I started with the staffer’s name who did have a connection but not a super strong one. It's hard to explain how my brain works when I'm in an investigating mindset. But it's sort of like this scene from Bradley Cooper's “Limitless”.
The first day of research led to five more and probably a 100 boxes of documents. I lost count but then I found it.
There on an invitation list for the White House Historical Association were the names: Jeffrey Epstein and Ghislaine Maxwell. I couldn't wait to tell my editor. The giddy high of discovering a smoking gun is an adrenaline rush unlike any other for me.
What I discovered?
On an invitation list, Epstein attended a donors’ reception and donated $10,000 to the historical association. I also found a letter in one of the boxes from Lady Lynn Forester de Rothschild, the prominent businesswoman, who wrote a personal letter to Clinton. In it, she thanked him for talking with Epstein.
You can read my original national story here that connects Clinton to Epstein and Maxwell all the way back to 1993. It ran on July 24, 2019.
I didn't stop there with my investigation. Once I get on something, I’m like a dog after a bone, then a bigger bone, and then an even bigger one.
Digging deeper I connected more dots from Ohio to Epstein’s Caribbean island to South Carolina to London to New Mexico. Zig-zagging across the globe, Epstein and his powerful friends jetted everywhere.

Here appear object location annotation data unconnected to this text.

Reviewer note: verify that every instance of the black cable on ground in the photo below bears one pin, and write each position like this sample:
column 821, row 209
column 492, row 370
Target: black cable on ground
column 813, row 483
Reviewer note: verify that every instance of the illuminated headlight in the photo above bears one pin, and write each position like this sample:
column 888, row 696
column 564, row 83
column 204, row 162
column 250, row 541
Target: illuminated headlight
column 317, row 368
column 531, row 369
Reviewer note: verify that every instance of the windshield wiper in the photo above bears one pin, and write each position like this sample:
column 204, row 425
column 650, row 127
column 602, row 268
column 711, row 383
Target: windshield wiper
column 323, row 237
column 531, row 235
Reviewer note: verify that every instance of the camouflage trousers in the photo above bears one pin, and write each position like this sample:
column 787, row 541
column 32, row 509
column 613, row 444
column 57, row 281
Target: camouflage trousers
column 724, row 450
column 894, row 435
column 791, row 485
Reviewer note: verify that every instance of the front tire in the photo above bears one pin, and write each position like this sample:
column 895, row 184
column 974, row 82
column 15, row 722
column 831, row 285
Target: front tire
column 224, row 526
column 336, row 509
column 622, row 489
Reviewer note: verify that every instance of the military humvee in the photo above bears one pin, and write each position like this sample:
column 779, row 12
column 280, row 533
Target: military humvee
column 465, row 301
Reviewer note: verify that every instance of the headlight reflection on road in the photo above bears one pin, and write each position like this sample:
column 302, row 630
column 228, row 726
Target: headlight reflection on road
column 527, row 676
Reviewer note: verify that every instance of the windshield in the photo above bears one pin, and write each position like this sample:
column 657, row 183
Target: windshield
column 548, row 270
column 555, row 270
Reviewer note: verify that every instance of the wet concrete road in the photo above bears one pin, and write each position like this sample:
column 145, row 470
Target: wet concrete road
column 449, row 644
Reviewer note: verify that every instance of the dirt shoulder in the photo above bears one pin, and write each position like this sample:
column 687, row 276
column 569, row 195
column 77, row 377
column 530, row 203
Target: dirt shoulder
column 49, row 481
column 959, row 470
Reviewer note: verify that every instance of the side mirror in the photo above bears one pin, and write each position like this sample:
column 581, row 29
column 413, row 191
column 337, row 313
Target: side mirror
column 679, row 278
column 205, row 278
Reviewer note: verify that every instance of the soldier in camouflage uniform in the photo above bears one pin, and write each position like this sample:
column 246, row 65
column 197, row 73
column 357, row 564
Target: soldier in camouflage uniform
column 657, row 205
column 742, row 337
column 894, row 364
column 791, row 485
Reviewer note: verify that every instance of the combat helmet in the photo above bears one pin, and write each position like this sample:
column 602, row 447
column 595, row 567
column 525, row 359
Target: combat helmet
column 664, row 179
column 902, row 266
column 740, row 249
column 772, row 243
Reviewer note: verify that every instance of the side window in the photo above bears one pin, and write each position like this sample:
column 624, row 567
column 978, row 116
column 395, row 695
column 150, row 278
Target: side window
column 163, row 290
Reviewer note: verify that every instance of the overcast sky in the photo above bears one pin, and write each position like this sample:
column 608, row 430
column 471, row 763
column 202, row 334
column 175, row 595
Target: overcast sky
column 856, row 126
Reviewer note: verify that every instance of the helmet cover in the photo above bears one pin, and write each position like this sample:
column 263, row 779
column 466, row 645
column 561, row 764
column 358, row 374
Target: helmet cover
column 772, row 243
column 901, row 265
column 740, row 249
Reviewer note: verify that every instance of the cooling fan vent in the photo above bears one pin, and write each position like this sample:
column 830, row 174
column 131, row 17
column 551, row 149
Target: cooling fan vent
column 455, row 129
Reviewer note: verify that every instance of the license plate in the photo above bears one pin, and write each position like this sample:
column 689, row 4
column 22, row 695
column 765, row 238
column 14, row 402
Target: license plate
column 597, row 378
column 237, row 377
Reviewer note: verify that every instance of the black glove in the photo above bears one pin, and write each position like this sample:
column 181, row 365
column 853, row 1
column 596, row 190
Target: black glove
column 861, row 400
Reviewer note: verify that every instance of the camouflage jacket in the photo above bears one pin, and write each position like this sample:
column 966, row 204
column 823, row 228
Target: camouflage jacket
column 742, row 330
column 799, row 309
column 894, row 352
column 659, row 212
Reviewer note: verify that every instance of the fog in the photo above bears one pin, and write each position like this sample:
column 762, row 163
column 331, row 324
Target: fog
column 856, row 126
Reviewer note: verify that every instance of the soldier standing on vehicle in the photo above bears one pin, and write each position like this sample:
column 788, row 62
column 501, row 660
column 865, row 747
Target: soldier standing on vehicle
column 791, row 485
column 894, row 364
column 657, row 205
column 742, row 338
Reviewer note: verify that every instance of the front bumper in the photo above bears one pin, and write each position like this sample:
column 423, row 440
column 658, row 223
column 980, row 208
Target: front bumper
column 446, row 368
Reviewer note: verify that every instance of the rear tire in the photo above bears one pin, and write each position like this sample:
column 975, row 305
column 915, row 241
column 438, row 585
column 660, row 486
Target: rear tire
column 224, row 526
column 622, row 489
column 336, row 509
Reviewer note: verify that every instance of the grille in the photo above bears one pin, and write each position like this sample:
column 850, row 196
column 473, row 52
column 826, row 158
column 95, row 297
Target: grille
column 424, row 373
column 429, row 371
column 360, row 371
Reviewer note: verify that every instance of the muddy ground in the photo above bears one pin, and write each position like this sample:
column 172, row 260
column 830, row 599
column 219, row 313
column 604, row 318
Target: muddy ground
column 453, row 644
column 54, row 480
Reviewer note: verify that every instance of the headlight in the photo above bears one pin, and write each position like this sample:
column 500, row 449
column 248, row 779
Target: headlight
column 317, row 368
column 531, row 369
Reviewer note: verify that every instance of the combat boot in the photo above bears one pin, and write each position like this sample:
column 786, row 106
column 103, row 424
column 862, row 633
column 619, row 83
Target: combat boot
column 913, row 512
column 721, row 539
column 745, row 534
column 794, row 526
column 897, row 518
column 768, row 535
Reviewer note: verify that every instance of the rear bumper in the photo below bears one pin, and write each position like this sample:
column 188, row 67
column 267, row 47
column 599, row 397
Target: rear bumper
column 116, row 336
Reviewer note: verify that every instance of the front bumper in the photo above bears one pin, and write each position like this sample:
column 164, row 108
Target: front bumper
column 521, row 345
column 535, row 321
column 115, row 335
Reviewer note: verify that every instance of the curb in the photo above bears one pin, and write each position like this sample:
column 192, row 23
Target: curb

Then boom. Epstein died on Aug. 10, 2019, in a New York jail cell. The police ruled his death a suicide.
The story basically died, too, or so it seemed.
But this week, Epstein and Clinton are back in the news as more names of people associated with Epstein become public. These names may reveal more insight into Epstein’s sex trafficking network with Maxwell. The revelation of names is part of a lawsuit connected to Maxwell.
My one regret? I didn’t keep pursuing all the leads I collected in 2019. Rest assured, though, I will double check my notes from 2019 and see where the path leads.
I've may have already found one or two clues. The investigation continues.